Recensione di “Vice – L’uomo nell’ombra”

Vice: la vera storia un “fantasma”

Vice

Molto spesso siamo costretti a subire piatti biopic di uomini potenti ed illustri, ma non è questo il nostro caso.
Adam McKay, dopo “La grande Scommessa”, ritorna sul grande schermo più affamato che mai dando vita ad un ritratto innovativo e complesso di una delle figure più nascoste e controverse del ventunesimo secolo: il vicepresidente Dick Cheney.
McKay si serve di una narrazione originale per raccontare la storia oscura di un America scossa da scandali e terrorismo, dove la macchina burocratica americana aveva assoluto potere su delicatissime questioni internazionali.
Dick Cheney, interpretato da un meraviglioso trasformista, Christian Bale, è un personaggio taciturno  determinato a raggiungere i suoi scopi.
Questo è affiancato da sempre e per sempre da sua moglie, una straripante Amy Adams, che fin da giovane spronava e assecondava quello che un giorno sarebbe diventato uno degli uomini più potenti del mondo.
Il regista statunitense aveva un pesantissimo onere: riuscire a spiegare come, quando e perché un burocrate così spietato abbia accentrato così grandi poteri nelle sue mani.
McKay si serve di un personaggio interno alla storia onnisciente che narra il cursus Honorum di Cheney, potendo così chiarire con immediate e pratiche spiegazioni tutto l’intreccio politico del vicepresidente più discusso della storia americana.
Con queste premesse il film dovrebbe essere o un avvincente Legal thriller o un commovente dramma politico, invece McKay riesce a farci ridere e anche di gusto in alcuni casi.
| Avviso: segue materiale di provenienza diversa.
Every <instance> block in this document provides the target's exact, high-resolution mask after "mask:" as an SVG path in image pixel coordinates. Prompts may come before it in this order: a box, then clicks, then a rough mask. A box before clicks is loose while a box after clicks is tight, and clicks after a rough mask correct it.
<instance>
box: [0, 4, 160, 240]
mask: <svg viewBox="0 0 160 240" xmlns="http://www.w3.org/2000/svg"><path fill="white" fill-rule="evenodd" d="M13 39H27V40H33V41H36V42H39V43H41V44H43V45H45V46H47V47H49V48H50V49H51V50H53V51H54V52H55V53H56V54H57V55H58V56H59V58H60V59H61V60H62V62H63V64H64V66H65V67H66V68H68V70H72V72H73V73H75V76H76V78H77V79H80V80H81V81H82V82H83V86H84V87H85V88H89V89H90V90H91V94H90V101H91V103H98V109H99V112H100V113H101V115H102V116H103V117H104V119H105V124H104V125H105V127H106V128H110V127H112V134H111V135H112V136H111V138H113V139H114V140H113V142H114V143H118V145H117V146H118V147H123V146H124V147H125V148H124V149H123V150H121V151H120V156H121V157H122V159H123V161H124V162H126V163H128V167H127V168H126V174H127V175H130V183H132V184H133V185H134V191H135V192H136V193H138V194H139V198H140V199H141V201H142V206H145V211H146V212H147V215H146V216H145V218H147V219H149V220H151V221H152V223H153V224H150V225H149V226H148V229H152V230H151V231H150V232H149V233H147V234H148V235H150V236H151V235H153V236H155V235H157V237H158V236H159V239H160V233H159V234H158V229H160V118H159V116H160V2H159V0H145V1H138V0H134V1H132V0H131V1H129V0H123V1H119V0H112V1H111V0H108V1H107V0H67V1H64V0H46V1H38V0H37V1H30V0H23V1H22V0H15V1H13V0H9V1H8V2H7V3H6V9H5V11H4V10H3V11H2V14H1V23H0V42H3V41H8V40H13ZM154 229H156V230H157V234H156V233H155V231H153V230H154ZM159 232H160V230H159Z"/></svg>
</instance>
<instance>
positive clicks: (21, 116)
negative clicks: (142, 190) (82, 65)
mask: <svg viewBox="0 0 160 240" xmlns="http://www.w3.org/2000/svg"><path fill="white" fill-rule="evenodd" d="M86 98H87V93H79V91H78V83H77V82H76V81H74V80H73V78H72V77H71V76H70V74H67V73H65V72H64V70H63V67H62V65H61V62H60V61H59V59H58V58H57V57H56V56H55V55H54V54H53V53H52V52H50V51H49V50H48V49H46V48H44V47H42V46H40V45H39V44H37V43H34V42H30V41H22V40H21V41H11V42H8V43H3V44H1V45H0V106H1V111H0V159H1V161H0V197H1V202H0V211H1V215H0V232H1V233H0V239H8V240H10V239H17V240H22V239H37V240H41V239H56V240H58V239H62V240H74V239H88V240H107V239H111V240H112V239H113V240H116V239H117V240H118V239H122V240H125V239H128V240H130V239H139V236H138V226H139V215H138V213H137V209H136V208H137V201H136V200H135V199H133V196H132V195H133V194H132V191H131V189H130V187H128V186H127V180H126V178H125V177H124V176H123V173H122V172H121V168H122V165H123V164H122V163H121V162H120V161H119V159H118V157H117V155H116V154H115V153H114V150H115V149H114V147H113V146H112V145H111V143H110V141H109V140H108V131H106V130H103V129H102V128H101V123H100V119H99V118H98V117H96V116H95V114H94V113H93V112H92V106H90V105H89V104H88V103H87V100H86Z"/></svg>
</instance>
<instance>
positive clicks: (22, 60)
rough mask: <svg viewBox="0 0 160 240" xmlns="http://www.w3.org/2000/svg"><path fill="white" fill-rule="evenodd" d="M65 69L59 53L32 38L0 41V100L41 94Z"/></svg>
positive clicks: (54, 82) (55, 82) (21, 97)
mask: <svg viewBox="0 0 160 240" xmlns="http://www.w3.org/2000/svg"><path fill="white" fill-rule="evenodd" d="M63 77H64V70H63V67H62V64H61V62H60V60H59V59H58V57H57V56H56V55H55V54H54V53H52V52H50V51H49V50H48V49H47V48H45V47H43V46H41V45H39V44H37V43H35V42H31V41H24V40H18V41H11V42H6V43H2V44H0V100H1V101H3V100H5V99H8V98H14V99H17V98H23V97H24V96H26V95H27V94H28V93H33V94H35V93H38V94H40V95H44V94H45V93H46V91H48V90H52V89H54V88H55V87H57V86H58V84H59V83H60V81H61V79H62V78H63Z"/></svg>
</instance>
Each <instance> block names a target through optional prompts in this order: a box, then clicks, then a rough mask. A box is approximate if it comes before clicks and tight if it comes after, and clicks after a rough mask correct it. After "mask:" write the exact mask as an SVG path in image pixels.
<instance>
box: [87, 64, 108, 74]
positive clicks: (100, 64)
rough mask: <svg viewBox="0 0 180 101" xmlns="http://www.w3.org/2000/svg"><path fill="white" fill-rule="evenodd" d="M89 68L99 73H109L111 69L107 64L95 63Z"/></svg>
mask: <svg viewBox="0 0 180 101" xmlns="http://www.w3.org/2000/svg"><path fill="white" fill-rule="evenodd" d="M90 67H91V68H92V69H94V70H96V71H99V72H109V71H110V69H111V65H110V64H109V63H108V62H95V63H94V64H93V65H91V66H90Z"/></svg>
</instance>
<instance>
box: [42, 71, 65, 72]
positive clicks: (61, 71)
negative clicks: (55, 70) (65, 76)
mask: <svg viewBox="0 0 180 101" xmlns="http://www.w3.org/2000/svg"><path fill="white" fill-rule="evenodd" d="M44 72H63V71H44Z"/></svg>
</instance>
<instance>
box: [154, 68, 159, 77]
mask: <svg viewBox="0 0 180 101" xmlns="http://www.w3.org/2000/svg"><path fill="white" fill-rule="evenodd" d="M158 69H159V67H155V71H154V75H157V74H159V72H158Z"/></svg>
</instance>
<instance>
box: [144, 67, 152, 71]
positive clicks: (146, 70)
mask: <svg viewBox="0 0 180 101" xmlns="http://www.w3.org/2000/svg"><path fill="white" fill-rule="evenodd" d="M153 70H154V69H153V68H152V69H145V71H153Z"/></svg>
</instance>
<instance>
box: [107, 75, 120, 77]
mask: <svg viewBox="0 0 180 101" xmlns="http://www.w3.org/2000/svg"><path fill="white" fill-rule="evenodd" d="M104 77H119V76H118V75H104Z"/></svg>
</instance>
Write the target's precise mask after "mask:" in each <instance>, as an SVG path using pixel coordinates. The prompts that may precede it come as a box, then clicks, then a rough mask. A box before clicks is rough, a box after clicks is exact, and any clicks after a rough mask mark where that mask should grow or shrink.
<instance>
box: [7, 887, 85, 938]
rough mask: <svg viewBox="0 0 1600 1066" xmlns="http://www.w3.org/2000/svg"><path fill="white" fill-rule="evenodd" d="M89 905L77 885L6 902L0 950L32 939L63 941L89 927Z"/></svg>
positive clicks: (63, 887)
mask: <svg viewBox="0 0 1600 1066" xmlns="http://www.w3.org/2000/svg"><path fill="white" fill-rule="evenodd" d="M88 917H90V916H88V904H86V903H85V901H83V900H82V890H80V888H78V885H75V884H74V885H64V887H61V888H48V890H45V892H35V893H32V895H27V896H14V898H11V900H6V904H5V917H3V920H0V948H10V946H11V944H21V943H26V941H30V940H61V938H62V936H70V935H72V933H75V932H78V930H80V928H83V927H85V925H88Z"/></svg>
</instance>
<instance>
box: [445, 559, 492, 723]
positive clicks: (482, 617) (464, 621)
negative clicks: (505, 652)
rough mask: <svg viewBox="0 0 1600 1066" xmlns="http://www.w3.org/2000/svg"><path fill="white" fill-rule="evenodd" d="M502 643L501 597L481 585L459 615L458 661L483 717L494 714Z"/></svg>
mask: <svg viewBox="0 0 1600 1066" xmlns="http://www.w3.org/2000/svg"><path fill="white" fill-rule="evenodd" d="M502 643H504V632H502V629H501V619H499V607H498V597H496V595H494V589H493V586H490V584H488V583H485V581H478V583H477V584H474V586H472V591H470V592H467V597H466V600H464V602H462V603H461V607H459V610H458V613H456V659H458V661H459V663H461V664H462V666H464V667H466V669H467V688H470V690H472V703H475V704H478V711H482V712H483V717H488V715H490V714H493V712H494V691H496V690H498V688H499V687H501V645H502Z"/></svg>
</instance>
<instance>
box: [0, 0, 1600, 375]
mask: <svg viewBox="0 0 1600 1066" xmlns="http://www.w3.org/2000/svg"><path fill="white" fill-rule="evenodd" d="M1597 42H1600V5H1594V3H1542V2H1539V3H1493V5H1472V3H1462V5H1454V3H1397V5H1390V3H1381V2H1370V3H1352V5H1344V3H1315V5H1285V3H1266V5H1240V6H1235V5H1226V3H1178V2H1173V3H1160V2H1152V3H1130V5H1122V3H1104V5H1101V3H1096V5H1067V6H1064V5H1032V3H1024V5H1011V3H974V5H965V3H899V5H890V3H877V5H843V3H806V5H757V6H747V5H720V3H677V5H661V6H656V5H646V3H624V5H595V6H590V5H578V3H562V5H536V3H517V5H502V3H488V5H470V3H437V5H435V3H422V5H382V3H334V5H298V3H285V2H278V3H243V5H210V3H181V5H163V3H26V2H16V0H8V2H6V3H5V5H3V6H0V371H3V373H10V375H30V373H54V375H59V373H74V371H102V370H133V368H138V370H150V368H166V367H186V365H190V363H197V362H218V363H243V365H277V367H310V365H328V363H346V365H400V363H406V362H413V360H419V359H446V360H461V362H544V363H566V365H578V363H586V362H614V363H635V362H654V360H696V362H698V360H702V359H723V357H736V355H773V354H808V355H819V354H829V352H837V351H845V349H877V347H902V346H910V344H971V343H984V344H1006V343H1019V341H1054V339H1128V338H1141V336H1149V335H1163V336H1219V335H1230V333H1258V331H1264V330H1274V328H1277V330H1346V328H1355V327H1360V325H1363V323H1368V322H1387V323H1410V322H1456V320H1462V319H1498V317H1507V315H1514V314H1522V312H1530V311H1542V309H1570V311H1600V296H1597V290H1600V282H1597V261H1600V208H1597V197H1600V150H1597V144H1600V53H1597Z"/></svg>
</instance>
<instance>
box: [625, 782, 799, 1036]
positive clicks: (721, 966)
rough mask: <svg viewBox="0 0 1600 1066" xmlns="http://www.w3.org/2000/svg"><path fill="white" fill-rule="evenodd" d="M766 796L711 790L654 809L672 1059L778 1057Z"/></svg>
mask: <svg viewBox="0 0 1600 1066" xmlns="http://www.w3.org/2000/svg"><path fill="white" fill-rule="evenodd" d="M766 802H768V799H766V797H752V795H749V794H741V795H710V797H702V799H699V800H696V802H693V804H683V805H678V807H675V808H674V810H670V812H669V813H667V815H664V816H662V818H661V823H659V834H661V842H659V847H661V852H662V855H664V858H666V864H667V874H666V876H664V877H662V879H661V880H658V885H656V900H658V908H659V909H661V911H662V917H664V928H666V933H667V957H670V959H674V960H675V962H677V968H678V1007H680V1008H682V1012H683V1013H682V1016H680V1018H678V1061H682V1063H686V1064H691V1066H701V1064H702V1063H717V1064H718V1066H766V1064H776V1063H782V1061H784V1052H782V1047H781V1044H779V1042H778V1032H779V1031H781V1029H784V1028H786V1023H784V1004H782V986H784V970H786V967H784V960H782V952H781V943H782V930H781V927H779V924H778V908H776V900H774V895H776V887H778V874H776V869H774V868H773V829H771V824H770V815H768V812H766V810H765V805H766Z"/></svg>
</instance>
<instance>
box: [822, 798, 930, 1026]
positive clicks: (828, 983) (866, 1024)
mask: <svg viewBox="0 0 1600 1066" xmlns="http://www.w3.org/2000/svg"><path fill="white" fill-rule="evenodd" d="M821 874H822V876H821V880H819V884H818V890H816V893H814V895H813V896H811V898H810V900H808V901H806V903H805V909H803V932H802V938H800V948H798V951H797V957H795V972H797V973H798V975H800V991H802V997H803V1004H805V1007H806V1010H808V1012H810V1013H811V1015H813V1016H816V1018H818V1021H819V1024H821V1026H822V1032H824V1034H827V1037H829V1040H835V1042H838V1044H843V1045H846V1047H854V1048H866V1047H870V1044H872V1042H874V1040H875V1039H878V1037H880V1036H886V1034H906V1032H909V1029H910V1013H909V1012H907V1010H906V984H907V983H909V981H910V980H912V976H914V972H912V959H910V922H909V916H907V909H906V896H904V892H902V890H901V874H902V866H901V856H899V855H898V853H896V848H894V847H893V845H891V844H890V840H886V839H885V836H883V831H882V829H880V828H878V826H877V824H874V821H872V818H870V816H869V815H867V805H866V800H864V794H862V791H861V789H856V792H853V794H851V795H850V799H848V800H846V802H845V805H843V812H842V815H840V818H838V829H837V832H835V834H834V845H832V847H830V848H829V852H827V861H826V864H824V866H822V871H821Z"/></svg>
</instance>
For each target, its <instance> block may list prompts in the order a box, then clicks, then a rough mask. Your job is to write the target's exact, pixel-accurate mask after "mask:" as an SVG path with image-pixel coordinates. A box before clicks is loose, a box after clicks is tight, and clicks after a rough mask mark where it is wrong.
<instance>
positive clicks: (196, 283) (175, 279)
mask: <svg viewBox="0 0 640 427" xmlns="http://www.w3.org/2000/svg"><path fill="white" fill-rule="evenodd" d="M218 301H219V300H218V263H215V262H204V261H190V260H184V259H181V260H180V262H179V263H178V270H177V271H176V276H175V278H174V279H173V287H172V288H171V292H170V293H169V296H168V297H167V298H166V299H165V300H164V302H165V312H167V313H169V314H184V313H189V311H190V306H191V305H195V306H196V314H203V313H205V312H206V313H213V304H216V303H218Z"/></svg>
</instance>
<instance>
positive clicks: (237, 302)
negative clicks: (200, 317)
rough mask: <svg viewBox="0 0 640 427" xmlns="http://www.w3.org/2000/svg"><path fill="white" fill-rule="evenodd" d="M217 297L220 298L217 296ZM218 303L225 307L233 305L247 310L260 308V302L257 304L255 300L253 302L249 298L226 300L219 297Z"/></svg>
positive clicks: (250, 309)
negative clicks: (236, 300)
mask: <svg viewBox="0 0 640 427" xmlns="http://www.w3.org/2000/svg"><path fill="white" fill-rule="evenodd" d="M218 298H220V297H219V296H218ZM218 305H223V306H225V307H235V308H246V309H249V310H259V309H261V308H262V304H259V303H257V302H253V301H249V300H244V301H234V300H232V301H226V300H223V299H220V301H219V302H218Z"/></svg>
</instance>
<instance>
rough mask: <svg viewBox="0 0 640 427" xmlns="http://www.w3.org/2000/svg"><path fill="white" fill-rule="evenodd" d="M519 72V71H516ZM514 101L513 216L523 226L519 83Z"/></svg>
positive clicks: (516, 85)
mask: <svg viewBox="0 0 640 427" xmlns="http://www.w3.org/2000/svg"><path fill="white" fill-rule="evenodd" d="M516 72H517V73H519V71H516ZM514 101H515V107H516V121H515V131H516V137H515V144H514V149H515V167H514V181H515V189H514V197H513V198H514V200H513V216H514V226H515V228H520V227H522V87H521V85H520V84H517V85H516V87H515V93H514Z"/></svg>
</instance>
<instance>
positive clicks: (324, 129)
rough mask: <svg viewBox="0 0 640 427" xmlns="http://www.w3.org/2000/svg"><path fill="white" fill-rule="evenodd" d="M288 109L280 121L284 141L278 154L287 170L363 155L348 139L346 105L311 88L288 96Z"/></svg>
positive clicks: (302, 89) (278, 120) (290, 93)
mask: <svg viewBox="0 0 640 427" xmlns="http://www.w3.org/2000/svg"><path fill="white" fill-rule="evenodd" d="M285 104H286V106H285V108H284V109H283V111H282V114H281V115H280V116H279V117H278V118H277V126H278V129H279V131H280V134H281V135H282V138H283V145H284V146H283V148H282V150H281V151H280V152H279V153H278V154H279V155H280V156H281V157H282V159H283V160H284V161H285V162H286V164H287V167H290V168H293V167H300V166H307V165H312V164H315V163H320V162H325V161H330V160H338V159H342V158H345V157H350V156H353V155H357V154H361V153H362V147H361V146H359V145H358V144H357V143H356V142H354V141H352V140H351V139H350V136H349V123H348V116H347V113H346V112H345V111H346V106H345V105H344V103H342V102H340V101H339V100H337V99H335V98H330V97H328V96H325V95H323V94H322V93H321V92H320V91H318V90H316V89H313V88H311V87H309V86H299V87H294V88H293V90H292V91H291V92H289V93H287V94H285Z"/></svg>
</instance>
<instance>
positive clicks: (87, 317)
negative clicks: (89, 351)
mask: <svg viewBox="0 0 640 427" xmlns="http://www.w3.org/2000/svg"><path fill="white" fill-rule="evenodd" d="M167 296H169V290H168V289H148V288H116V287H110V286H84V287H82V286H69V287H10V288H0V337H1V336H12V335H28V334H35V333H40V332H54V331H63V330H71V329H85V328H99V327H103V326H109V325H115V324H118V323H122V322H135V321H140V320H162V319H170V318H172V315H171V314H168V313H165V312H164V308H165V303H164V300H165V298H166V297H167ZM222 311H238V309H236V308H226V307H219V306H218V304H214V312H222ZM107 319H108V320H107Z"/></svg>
Questo è il vero successo della pellicola.
La sceneggiatura è snella e brillante, strizza l’occhio al docufilm e viaggia sul filo fra satira e dramma. McKay per rendere di facile comprensione, leggi e meccanismi della Casabianca, usa delle grandi scritte sullo schermo e alcuni filmati originali, volutamente in bassa risoluzione, per sottolineare lo stacco cinematografico.
Infine “Vice- L’uomo nell’ombra” è un formidabile affresco di un America spaventata e assolutistica, dove Mckay fa luce su diversi punti nodali di quel periodo, non tralasciando mai la sua vena satirica e per brevi istanti quasi parodistica.
Le uniche reale pecche di questo film sono: l’incipit un po’ troppo sbrigativo e un finale, seppur giustamente contestualizzato, troppo telefonato.
P.s. Una menzione speciale va a Christian Bale simbolo del sacrificio artistico, poiché ha accettato di ingrassare di 20 kg per poter essere in tutto e per tutto Dick Cheney.